Summary
An inexpensive, high capacity, offsite backup server that you can stick just about anywhere and access from home. Rsync can be used to synchronize with a local system, and rsnapshot can provide snapshot capability. The server is built with an Orange Pi PC board which provides plenty of CPU power for a backup server while using little power and costing even less than a raspberry pi.
Concept
For several years I used Amazon S3 as an offsite backup system for my home file server. In my home, each PC backs up to the local file server which then does a periodic sync with the offsite system. As my backups grew larger, Amazon S3 stopped being a good fit due to the per gigabyte-month cost. At that point the cost of 1TB storage VPS had come down so I switched to that solution for about a year. I went through two different providers. I started with ByteOnSite which was great (doesn’t appear to be active right now), then switched to Time4VPS which was a bit cheaper still and worked fine. In the end though, I didn’t feel like paying for their higher capacity plans as my server grew beyond 1TB.

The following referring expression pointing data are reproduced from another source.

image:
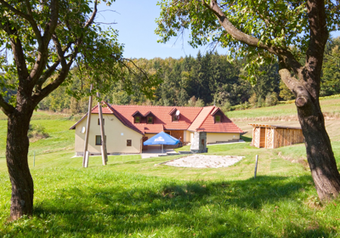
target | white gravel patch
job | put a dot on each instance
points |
(204, 161)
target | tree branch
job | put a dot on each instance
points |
(94, 13)
(28, 16)
(18, 52)
(42, 57)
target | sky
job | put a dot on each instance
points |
(135, 21)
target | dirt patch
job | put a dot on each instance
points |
(204, 161)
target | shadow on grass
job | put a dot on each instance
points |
(171, 209)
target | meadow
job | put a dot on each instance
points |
(134, 197)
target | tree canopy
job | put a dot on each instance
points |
(40, 42)
(292, 33)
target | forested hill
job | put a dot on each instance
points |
(203, 80)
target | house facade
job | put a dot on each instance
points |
(127, 126)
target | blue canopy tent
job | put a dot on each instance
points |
(162, 138)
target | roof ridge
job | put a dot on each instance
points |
(155, 106)
(213, 107)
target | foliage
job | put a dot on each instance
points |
(331, 69)
(36, 132)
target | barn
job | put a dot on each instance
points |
(271, 136)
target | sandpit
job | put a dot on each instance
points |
(204, 161)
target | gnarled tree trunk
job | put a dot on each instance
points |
(318, 147)
(19, 173)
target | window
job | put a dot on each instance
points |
(137, 119)
(98, 140)
(150, 120)
(99, 121)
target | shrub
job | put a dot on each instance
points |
(37, 132)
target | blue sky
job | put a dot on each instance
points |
(135, 20)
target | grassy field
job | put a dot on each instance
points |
(134, 197)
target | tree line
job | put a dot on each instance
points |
(209, 79)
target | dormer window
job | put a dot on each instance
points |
(175, 114)
(149, 120)
(217, 118)
(137, 119)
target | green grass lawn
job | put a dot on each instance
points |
(134, 197)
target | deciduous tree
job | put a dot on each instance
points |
(45, 39)
(277, 31)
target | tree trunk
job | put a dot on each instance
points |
(16, 156)
(319, 150)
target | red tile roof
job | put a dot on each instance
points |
(190, 118)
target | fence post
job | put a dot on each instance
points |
(257, 159)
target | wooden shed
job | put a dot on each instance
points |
(270, 136)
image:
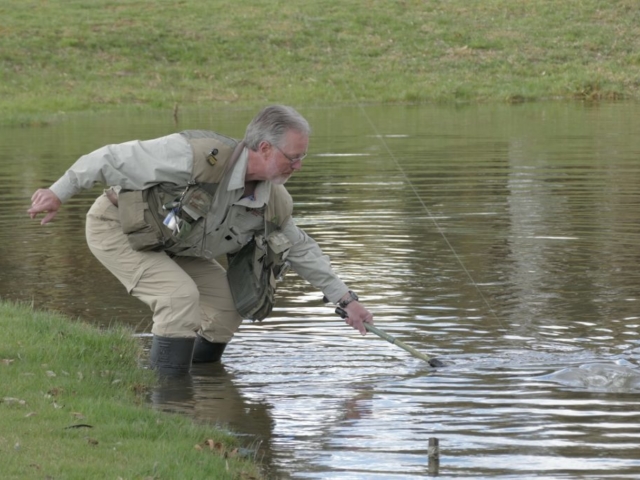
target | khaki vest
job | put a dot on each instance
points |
(202, 205)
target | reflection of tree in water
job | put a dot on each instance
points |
(210, 395)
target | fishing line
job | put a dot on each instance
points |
(424, 205)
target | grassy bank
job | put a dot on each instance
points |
(66, 55)
(72, 406)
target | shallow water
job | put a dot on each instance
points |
(501, 239)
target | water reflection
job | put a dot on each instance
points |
(502, 239)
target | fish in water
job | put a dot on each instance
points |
(597, 376)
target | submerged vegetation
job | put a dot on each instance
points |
(62, 55)
(73, 405)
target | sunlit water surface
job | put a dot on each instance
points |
(501, 239)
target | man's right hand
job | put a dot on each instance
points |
(44, 200)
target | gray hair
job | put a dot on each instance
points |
(271, 125)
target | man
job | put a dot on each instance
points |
(178, 202)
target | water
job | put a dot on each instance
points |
(501, 239)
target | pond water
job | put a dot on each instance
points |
(501, 239)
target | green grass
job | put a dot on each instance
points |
(57, 373)
(70, 55)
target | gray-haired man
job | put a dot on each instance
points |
(176, 203)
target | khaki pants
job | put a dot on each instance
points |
(186, 294)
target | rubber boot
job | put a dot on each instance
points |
(171, 357)
(206, 351)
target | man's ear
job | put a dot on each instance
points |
(264, 149)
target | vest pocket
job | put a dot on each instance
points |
(139, 222)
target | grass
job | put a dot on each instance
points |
(71, 55)
(72, 405)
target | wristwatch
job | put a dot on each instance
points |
(344, 303)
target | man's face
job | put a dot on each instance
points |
(287, 158)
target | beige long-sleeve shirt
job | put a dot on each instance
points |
(138, 165)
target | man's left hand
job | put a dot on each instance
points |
(358, 316)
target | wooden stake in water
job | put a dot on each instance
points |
(434, 456)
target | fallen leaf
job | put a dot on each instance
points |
(79, 425)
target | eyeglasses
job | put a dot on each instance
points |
(292, 160)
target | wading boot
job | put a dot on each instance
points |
(206, 351)
(171, 357)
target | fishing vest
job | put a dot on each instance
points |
(199, 208)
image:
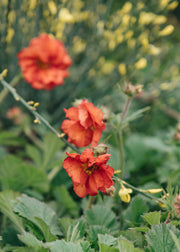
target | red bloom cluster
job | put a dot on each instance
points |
(44, 62)
(89, 173)
(85, 124)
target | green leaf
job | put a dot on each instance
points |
(30, 240)
(9, 138)
(64, 224)
(152, 218)
(64, 198)
(94, 216)
(94, 231)
(62, 246)
(127, 246)
(34, 210)
(140, 229)
(18, 176)
(107, 241)
(7, 202)
(136, 208)
(159, 238)
(176, 240)
(35, 154)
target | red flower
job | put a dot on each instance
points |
(44, 62)
(89, 173)
(85, 124)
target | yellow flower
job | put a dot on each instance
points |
(153, 190)
(167, 30)
(124, 194)
(140, 64)
(122, 69)
(52, 7)
(172, 6)
(160, 19)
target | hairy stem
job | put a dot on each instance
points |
(17, 97)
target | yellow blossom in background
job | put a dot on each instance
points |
(140, 5)
(122, 69)
(167, 30)
(124, 194)
(129, 34)
(52, 7)
(160, 19)
(126, 8)
(154, 50)
(164, 86)
(107, 68)
(140, 64)
(172, 5)
(163, 3)
(153, 190)
(11, 17)
(79, 45)
(131, 43)
(146, 18)
(65, 17)
(32, 4)
(145, 43)
(125, 20)
(10, 34)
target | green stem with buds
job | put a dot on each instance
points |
(31, 109)
(13, 83)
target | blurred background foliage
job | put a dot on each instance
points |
(111, 43)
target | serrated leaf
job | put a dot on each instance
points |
(7, 202)
(94, 231)
(9, 138)
(140, 229)
(64, 198)
(18, 176)
(127, 246)
(65, 223)
(136, 208)
(94, 216)
(159, 238)
(31, 241)
(35, 154)
(176, 240)
(152, 218)
(30, 208)
(61, 245)
(107, 240)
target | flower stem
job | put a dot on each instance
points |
(120, 137)
(91, 199)
(13, 83)
(139, 190)
(17, 97)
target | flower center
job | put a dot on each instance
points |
(89, 170)
(42, 65)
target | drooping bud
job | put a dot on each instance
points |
(110, 191)
(100, 149)
(177, 205)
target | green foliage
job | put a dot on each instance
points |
(159, 238)
(39, 214)
(17, 175)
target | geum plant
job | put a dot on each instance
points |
(44, 65)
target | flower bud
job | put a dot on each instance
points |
(177, 205)
(110, 191)
(100, 149)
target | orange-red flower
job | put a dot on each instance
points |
(44, 62)
(89, 173)
(85, 124)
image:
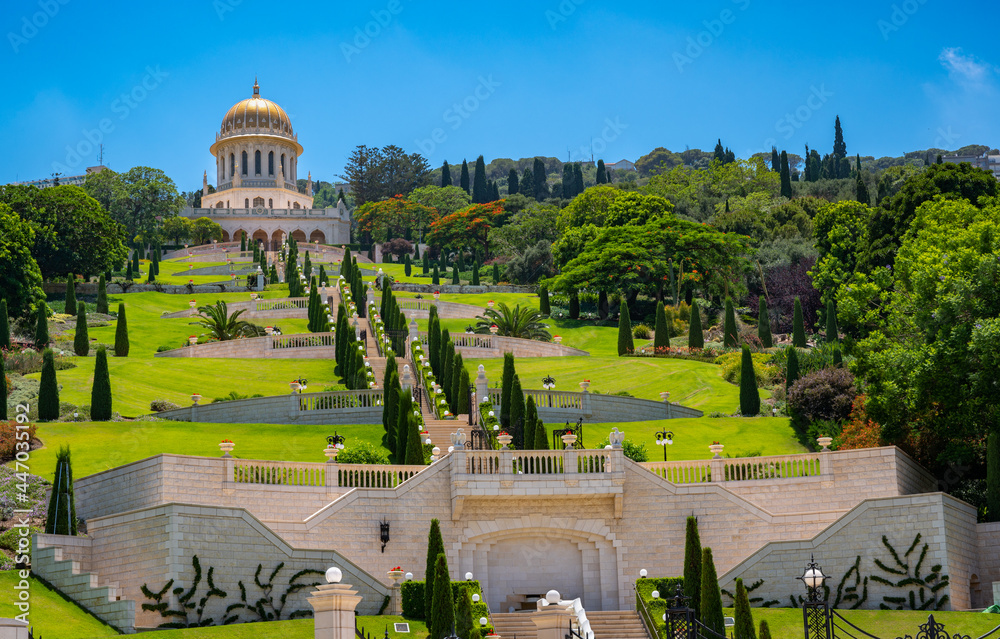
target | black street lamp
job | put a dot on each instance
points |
(664, 438)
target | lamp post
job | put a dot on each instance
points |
(815, 611)
(664, 438)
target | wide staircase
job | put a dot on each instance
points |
(612, 624)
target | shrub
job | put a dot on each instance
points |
(160, 405)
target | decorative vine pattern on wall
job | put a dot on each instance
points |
(191, 611)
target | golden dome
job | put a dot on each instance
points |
(256, 115)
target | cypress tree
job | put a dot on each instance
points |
(70, 295)
(661, 339)
(696, 338)
(832, 333)
(442, 616)
(465, 176)
(507, 389)
(786, 179)
(435, 547)
(42, 325)
(731, 337)
(530, 421)
(744, 618)
(798, 326)
(48, 389)
(4, 325)
(445, 174)
(102, 295)
(602, 172)
(61, 519)
(100, 394)
(749, 397)
(711, 597)
(625, 344)
(764, 323)
(692, 564)
(81, 340)
(517, 410)
(791, 367)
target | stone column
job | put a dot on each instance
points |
(334, 605)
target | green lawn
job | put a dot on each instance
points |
(99, 446)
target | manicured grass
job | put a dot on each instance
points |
(99, 446)
(50, 615)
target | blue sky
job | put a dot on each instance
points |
(512, 79)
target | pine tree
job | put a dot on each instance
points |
(696, 338)
(442, 615)
(832, 332)
(731, 336)
(786, 180)
(711, 597)
(602, 172)
(435, 547)
(81, 340)
(625, 344)
(70, 295)
(798, 326)
(61, 515)
(479, 193)
(4, 325)
(791, 367)
(749, 396)
(100, 394)
(744, 618)
(507, 389)
(48, 389)
(42, 325)
(692, 564)
(764, 323)
(464, 180)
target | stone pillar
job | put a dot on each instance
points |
(334, 605)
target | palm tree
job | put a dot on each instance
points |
(222, 326)
(525, 323)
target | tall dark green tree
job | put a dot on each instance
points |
(786, 179)
(70, 295)
(464, 179)
(100, 393)
(81, 340)
(749, 396)
(711, 597)
(731, 335)
(480, 194)
(764, 323)
(48, 389)
(692, 564)
(435, 547)
(696, 338)
(625, 343)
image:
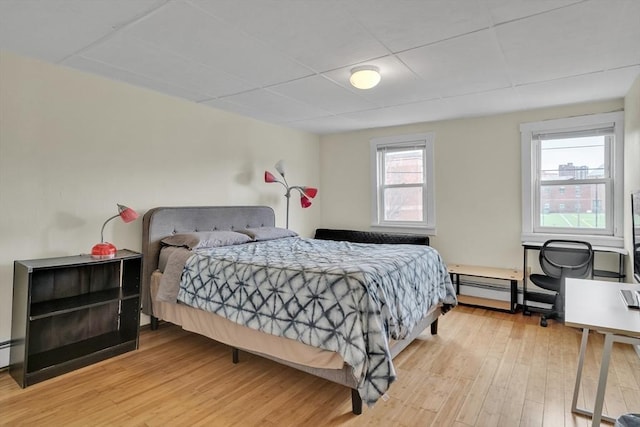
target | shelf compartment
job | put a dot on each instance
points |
(69, 354)
(80, 302)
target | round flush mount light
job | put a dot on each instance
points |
(365, 77)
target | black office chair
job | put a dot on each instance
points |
(560, 259)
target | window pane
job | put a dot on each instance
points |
(573, 158)
(403, 167)
(573, 206)
(403, 204)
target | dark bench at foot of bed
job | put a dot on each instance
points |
(355, 236)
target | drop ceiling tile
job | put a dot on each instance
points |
(189, 32)
(398, 84)
(52, 30)
(477, 104)
(321, 124)
(600, 85)
(410, 24)
(418, 112)
(466, 64)
(145, 59)
(509, 10)
(123, 76)
(583, 38)
(320, 34)
(322, 93)
(263, 103)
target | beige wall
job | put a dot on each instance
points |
(631, 159)
(73, 145)
(478, 175)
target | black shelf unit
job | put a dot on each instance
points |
(70, 312)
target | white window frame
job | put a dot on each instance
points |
(428, 224)
(611, 237)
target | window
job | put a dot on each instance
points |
(565, 159)
(402, 182)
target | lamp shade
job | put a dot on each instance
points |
(310, 192)
(365, 77)
(106, 250)
(268, 177)
(280, 167)
(304, 201)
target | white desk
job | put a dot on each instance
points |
(595, 304)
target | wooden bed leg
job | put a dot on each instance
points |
(356, 402)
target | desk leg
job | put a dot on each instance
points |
(602, 380)
(524, 282)
(514, 296)
(576, 390)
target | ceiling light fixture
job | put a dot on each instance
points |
(365, 77)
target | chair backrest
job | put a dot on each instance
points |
(567, 258)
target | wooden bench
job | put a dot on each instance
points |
(513, 276)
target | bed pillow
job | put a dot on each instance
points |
(267, 233)
(206, 239)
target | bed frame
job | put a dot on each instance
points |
(165, 221)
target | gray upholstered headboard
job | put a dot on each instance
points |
(165, 221)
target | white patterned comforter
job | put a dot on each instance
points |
(344, 297)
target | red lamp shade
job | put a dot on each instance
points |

Circumstances with my Xenserver installation forced me to purchase a 4TB USB disk to perform some backup and restore operations which led to a eureka moment for me, why not run my own backup server with a Raspberry Pi!? I could stash the server at work where bandwidth is plentiful and my bosses are totally OK with this sort of arrangement since a few other guys run a server or two up here. Mine would actually be the lowest power and lowest resource usage of the bunch and utilize zero rack space. In the end I came up with the following.
Backup Server Hardware
- Orange Pi PC Kit from Aliexpress: $25 (With Shipping)
- Orange Pi PC
- Orange Pi Case
- USB Power Cable
- Orange Pi PC Heatsinks: $5
- 8GB Micro SD card: $7
- USB Power Adapter 2.4A: $6
- Wester Digital MyBook 4TB: $119
Total Hardware Cost: $162
I bought the heatsinks thinking that the Orange Pi was rebooting due to overheating under load. Further troubleshooting revealed that the issue was actually due to the 1A USB power supply I was using. If you are undertaking a similar build I would say that the heat sinks are definitely optional while the 2A or higher power supply is definitely required. The hard drive needs to be big enough to mirror your local content and any extra space can be used for snapshots. As with all hard drives, larger is better.
Backup Server Software
For software I wanted a standard Linux distribution and lucked out when I found Armbian. If I hadn’t found Armbian I wouldn’t have even bought the Orange Pi PC board because messing around with a proprietary kernel fork on my own sounds like the opposite of fun. Since Armbian supports pretty much all Debian packages I was able to build my backup server with pretty basic tools such as rsync over SSH and OpenVPN.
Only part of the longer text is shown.